Então pronto, eu deveria ir com o trem/comboio regional de Nuremberg até Fulda. E depois pegar uma linha mais local de Fulda para Alsfeld. Grande aventura. Toda vez que eu contava a um alemão que tinha vindo de trem/comboio de Nuremberg eles faziam uma cara de espanto. E agora eu já entendia o porquê.
Chegando em Alsfeld, aí sim, era só ir para o hotel e relaxar um pouco, certo? Claro que não! HAHAHA Alsfeld é uma cidade muito pequena, e não havia nenhum táxi na estação de trem/comboio. Meu hotel ficava fora da cidade, na rodovia que dá acesso a cidade de Romrod, eram mais de 40 minutos a pé. Parecia até que o Uber funcionava, mas a App ficava procurando motoristas incansavelmente e nunca encontrava. Depois de uns 20 minutos esperando e tentando entender se havia um ponto de táxi em algum lado da estação, finalmente, um táxi veio deixar um passageiro na estação e ficou livre. Agora sim, consegui chegar ao hotel e descansar um pouco.
Mas por que raio foste te enfiar em Alsfeld? Uma pessoa sensata perguntaria. Então, a tal cidade de Romrod é a casa da "Heimbrau Convention", salvo erro a maior convenção de cervejeiros caseiros da Alemanha. E era dentro da programação dessa convenção que aconteceria o tão esperado exame do BJCP. Quando entrei em contato com o organizador do exame, ele me sugeriu que também aproveitasse a convenção, e sim, me pareceu uma boa ideia.
Porém, Romrod é uma vila ainda menor que Alsfeld, e o único hotel é o lugar onde a convenção se realiza, e logo, os quartos são todos destinados a comissão organizadora e convidados do evento. Assim, além de alguns seminários acontecerem em outro hotel de Alsfeld, os participantes da convenção acabam se espalhando pelos hotéis de Alsfeld. Depois que a convenção começa, existe todo um sistema de "transfers" que transporta os participantes dos hotéis para os locais onde a convenção acontece.

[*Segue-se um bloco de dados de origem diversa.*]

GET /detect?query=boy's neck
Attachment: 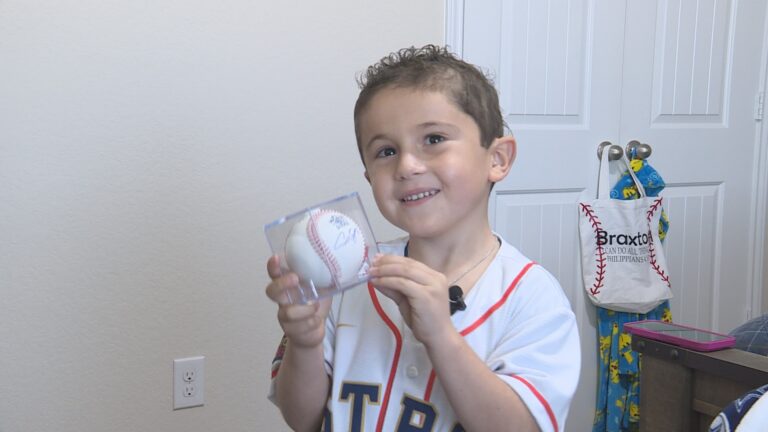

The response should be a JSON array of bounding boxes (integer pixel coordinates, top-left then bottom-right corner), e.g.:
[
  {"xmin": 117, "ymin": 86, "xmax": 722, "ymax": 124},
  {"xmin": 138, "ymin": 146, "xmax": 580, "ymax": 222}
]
[{"xmin": 406, "ymin": 226, "xmax": 498, "ymax": 277}]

Mas, eu cheguei por volta das 16 horas, e os "transfers" só iniciariam a partir das 18h. E estamos falando de uma convenção de cervejeiros caseiros, então óbvio que há pessoas querendo mostrar suas produções quase que a qualquer hora do dia. Assim, consegui uma carona/boleia com outra pessoa que estava no mesmo hotel que eu e também ia fazer o exame do BJCP. Tínhamos um grupo de WhatsApp, e ele gentilmente me ofereceu carona/boleia.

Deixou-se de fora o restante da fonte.